Tesla Motor’s Government Income

Tesla Motors has been in the foreground of the auto industry in recent years due to its innovative all-electric cars. Many commentators exclaim these cars to be the future of automobiles. Currently, the company offers two models for purchase, but hopes to create more in order to bring Tesla more into the mainstream. Elon Musk, the company’s CEO and founder of other companies such as Paypal and SpaceX, plays an integral role. Recently, he has articulated his plan for Tesla: to grow 50% a year and obtain a valuation in 10 years of $700 billion–the current valuation of Apple, the world’s most valuable company.

Tesla will need to continue to rely on government assistance to reach this level of success.

Currently, Tesla sells their cars at a lower price than it costs to manufacture them. The company then recoups these costs through a wide array of government subsidies and tax credits, both to the company and its final product.
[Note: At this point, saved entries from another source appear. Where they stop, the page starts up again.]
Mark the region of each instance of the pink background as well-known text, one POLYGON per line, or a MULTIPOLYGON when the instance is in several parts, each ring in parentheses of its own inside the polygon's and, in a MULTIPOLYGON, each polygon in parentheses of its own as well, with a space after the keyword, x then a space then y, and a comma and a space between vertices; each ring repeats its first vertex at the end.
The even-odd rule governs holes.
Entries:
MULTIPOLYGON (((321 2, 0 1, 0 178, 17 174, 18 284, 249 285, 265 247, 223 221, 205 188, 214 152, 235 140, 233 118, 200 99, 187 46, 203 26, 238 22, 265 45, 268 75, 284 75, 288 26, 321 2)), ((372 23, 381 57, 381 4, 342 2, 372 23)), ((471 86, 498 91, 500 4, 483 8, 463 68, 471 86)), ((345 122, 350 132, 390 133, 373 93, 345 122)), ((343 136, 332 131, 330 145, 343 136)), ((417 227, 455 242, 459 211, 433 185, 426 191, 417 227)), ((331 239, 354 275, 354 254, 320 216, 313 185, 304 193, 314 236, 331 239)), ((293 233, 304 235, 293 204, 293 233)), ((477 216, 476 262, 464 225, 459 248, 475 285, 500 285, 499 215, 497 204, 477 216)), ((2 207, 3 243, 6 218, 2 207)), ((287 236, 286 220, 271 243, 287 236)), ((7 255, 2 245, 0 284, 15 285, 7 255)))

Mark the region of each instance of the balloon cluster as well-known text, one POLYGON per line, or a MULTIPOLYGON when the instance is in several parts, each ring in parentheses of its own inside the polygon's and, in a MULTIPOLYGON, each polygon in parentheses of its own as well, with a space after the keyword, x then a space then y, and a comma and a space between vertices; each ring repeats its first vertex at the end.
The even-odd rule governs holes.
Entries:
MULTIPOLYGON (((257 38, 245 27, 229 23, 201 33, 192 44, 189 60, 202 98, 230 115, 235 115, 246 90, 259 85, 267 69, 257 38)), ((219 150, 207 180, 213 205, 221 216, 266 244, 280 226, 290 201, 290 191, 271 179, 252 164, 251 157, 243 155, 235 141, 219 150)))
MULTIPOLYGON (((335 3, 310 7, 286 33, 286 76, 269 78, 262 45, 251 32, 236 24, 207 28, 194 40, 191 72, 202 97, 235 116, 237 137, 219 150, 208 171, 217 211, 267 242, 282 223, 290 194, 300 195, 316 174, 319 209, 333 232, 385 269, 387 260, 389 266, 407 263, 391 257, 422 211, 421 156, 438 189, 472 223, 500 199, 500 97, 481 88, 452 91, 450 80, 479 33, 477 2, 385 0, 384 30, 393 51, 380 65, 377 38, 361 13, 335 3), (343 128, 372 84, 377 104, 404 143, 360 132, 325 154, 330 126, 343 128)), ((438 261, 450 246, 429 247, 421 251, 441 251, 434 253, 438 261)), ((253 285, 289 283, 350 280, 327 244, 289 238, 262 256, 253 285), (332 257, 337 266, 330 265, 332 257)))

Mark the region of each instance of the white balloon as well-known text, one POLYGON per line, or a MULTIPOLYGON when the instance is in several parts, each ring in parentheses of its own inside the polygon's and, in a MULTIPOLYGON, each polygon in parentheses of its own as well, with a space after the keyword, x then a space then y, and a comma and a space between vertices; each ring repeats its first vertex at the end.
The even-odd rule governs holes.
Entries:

For example, though the company lost $61.3 million in 2013 on its actual manufacturing and selling operations, they regained that, and much more, through the government dole and were able to turn a profit.
The company receives “credits” for complying with federal fuel-efficiency standards and state zero-emission (ZEV) mandates. These mandates require car companies to sell a certain amount of zero-emission automobiles every year. The Model S generates roughly $20,000 worth of ZEV credits per car sold, which then can be sold by Tesla to other car companies not able to comply with the law on their own. In 2013, while the actual sales of the cars lost $61.3 million, these ZEV credits gained the company $130 million.
Additionally, Tesla receives from some great benefits to its manufacturing operations. The state of Nevada, in attempting to lure Tesla’s operations to the state, gave the company one of the best deals ever given by a state to a manufacturing operation. Nevada exempted the company from any property taxes for ten years and sales taxes for twenty years, a value of approximately $1.1 billion. Tesla will also receive $195 million in transferable tax credits, which it can sell to other businesses within the state. Given Nevada’s lack of personal or corporate income tax, Tesla will effectively operate tax free in the state. The Nevada Energy public utility will also provide energy at a 10-30% discount to Tesla over the next eight years. Finally, these manufacturing operations will receive a 30% tax credit for building its own renewable generation. This will also most likely erase any future-federal tax liability. These types of tax credits, along with carry-forward losses, have allowed the company as whole to not pay any federal income tax since 2008.
Additionally, tax credits granted upon the sale its cars also benefit the company. The federal government provides a $7,500 kickback per electric car bought. Additionally, many states also offer benefits such as free parking, special charging rates, and HOV lane access. The company even has a website to search for benefits granted by state governments to electric car owners. Foreign nations also offer tax benefits. For example, Norway excludes electric cars from the plethora of taxes applied to internal combustion automobiles. A Tesla costs around $73,000 in the country. Without the exemptions, it would cost more than $100,000.
In the past, government intervention in the free market has encouraged research into fledgling technologies, allowing their price-point to drop and eventually allow it to be incorporated into the mainstream. Wind energy provides a success story in this respect. Due to heavy government benefits at the beginning of the industry, wind energy is now cheaper than coal power in some parts of the U.S, even without subsidies. State and federal governments obviously want to encourage battery technologies in automobiles. Evidence exists, however, that these electric cars may not even be more environmentally friendly than traditional automobiles when one accounts for their full lifecycle. Specifically, the type of generation feeding a Tesla car seems to have a large impact on the car’s environmental integrity. For example, a Tesla fed by a coal-fired generation plant may be less green than an internal combustion automobile, while a Tesla charged by nuclear generation would be greener. This is not to say the government should stop funding these types of innovations. They may, however, want to focus the criteria for their subsidies and tax credits to be based on actual decreases in emissions, rather than centering on technology-based solutions.